A, the functional impact of mutation p.R538H in the extracellular domain of PLXNB3 was assessed in COS cells (see Supplementary Methods for details) by challenging the receptor with a soluble form of the specific ligand Sema5A fused to alkaline phosphatase (Sema5A-AP), as previously shown (Artigiani et al., 2004). The comparable expression of the receptor proteins in the cells used for binding assays was confirmed by Western blotting (on the right). The results shown are representative of three independent experiments. The mutated extracellular domain of PLXNB3 has lost the ability to interact with Sema5A. B, the collapsing activity of either wild type or p.H1736Y mutated PLXNA4 was tested in COS cells, by expressing a constitutively active form of the receptor (see Methods), followed by immunofluorescence analysis with anti-Myc-tag antibodies (revealing the plexin) and phalloidin-FITC cell counterstaining (see merged images, at the bottom).

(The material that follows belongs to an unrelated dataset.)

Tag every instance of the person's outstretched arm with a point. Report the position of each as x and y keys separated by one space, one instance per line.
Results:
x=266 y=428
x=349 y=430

Scale bar = 30 μm. The comparable expression of the two proteins was confirmed by Western blotting (on the right). Over 60% of the cells expressing wild-type active PlexinA4 displayed a collapsed phenotype (as shown in representative field), while the mutated plexin had lost this ability (yielding less then 10% collapsed cells). The results shown are representative of three independent experiments. C, wild type and p.H1736 mutated PLXNA4 (as in B) were further expressed in MDA-MB435 human melanoma cells, to investigate the impact of the mutation on the ability of plexin signals to inhibit tumor cell migration (see Methods for experimental details). Spontaneous cell migration was significantly inhibited in cells expressing the wild type activated form of PLXNA4, as expected, whereas cells expressing the mutated receptor were almost unaffected, indicating a functional loss. Protein expression levels were comparable (shown on the right).